Grammar performance
These guidelines for detecting and avoiding resource usage problems in your grammars serve as best practices that promote efficiency for voice platforms and applications.
The foremost objective for grammar development is to design for optimal recognition accuracy. The next goal is to write for clarity, maintainability, and extensibility. The third goal is to create efficient recognition contexts.
You can evaluate the first two goals to some extent by using the testing tools described in Testing grammars. The following topics address grammar performance as it applies to the CPU and storage space resources that your grammar uses: the factors that contribute to resource use, and strategies you can use to make your grammars as resource-efficient as possible.

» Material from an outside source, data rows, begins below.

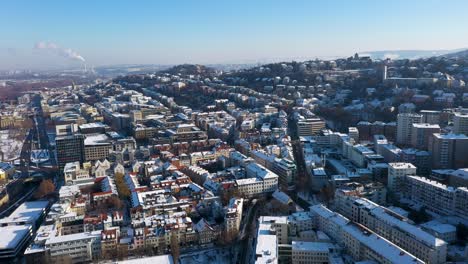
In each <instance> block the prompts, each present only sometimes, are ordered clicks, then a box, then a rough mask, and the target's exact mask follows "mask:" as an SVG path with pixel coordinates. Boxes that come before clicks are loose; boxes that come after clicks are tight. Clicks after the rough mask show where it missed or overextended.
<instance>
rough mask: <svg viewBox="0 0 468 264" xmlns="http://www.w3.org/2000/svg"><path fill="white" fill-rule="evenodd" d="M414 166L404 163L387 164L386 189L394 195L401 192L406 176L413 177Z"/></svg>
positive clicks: (407, 163) (402, 162)
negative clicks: (409, 176) (386, 178)
mask: <svg viewBox="0 0 468 264" xmlns="http://www.w3.org/2000/svg"><path fill="white" fill-rule="evenodd" d="M415 174H416V166H414V165H413V164H411V163H406V162H392V163H389V164H388V189H389V191H392V192H394V193H397V192H403V191H404V188H405V185H404V182H405V179H406V176H407V175H415Z"/></svg>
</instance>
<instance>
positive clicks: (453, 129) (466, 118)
mask: <svg viewBox="0 0 468 264" xmlns="http://www.w3.org/2000/svg"><path fill="white" fill-rule="evenodd" d="M453 133H455V134H464V135H467V136H468V114H464V113H455V114H454V116H453Z"/></svg>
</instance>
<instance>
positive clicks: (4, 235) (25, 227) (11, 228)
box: [0, 225, 31, 250]
mask: <svg viewBox="0 0 468 264" xmlns="http://www.w3.org/2000/svg"><path fill="white" fill-rule="evenodd" d="M30 232H31V226H30V225H12V226H3V227H0V234H1V235H2V239H0V250H5V249H15V250H16V249H17V247H18V246H19V244H20V243H21V241H22V240H23V239H24V238H25V236H27V235H28V233H30Z"/></svg>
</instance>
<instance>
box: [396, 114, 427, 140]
mask: <svg viewBox="0 0 468 264" xmlns="http://www.w3.org/2000/svg"><path fill="white" fill-rule="evenodd" d="M421 122H422V115H419V114H414V113H402V114H398V116H397V138H396V143H397V144H400V145H410V143H411V138H412V131H413V124H416V123H421Z"/></svg>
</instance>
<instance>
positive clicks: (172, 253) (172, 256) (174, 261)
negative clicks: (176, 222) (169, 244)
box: [171, 230, 180, 264]
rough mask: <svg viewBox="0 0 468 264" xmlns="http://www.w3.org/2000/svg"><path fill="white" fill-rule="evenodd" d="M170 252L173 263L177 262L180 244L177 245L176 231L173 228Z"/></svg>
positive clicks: (178, 239)
mask: <svg viewBox="0 0 468 264" xmlns="http://www.w3.org/2000/svg"><path fill="white" fill-rule="evenodd" d="M171 254H172V257H173V258H174V264H178V263H179V257H180V245H179V239H178V238H177V233H176V231H175V230H172V231H171Z"/></svg>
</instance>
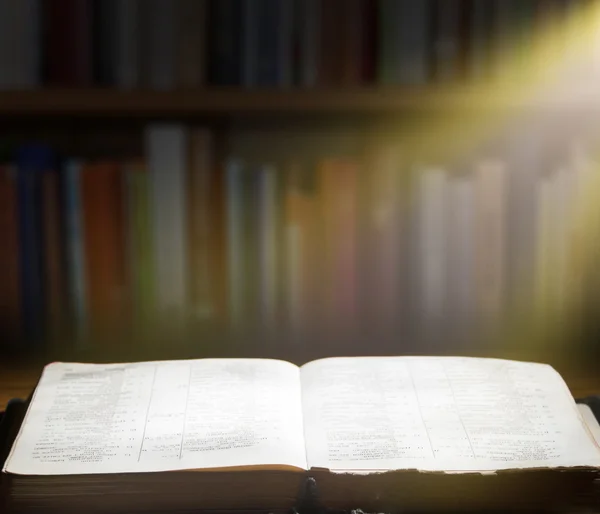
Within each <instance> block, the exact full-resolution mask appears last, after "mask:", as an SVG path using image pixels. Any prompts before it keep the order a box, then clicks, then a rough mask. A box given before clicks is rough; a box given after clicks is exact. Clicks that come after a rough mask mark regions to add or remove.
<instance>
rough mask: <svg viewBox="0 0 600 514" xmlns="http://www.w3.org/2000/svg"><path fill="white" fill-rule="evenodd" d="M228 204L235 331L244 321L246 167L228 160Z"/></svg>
mask: <svg viewBox="0 0 600 514" xmlns="http://www.w3.org/2000/svg"><path fill="white" fill-rule="evenodd" d="M225 174H226V179H225V180H226V203H227V216H226V222H227V262H228V267H227V274H228V298H229V302H228V306H229V316H230V321H231V323H232V325H233V326H234V327H236V326H239V325H240V324H241V323H242V322H243V320H244V309H245V298H244V297H245V290H246V288H245V285H244V282H245V276H244V262H245V261H244V259H245V252H244V251H245V248H244V246H245V245H244V214H245V213H244V178H243V174H244V167H243V164H242V163H241V162H240V161H237V160H233V159H231V160H229V161H228V162H227V164H226V167H225Z"/></svg>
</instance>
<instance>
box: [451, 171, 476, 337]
mask: <svg viewBox="0 0 600 514" xmlns="http://www.w3.org/2000/svg"><path fill="white" fill-rule="evenodd" d="M447 209H448V211H447V215H446V220H447V227H446V233H447V235H448V268H447V273H448V290H447V293H448V294H447V299H448V303H449V308H450V309H449V310H450V312H449V314H450V316H451V320H450V322H451V324H452V325H453V326H454V327H457V328H458V330H460V331H462V329H463V328H464V327H467V326H468V323H470V322H471V321H472V320H473V319H474V317H473V312H474V311H475V308H476V302H475V287H474V286H475V274H474V272H473V270H474V264H475V245H474V242H475V237H474V234H475V220H476V218H475V214H476V213H475V189H474V184H473V179H472V178H471V177H469V176H459V177H455V178H452V179H451V180H450V182H449V186H448V202H447Z"/></svg>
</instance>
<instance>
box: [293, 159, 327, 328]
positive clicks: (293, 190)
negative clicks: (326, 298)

How grammars affect resource usage
Below are grammar characteristics that affect resource usage:
- Coverage: The grammar covers (includes) the phrases you expect the caller to use. Under-coverage leads to an increase in out-of-vocabulary utterances, confirmations, and retries, which all increase CPU usage and call duration.
- Over-generation: It is important that the grammar not over-generate by allowing nonsensical phrases, as this reduces accuracy. For example, a grammar that recognizes a city and state needs to constrain utterances to valid combinations of cities and states.
- Multiple parses: See Multiple parses.
- Keys passed to the application: You must ensure that key/value pairs are set correctly.
- SWI_meaning key: This key can improve efficiency by compiling redundant answers into a single entry on the n-best list. See SWI_meaning.
Performance considerations
The following list summarizes strategies for conserving grammar resources:
- Fetching grammars from web servers: When you load grammars, Recognizer fetches them from a web server and caches them on the local machine. It’s important to configure Cache-Control headers on the web server to inform Recognizer about timers such as expiration and maximum age. Otherwise, performance degrades if Recognizer re-fetches files repeatedly and unnecessarily.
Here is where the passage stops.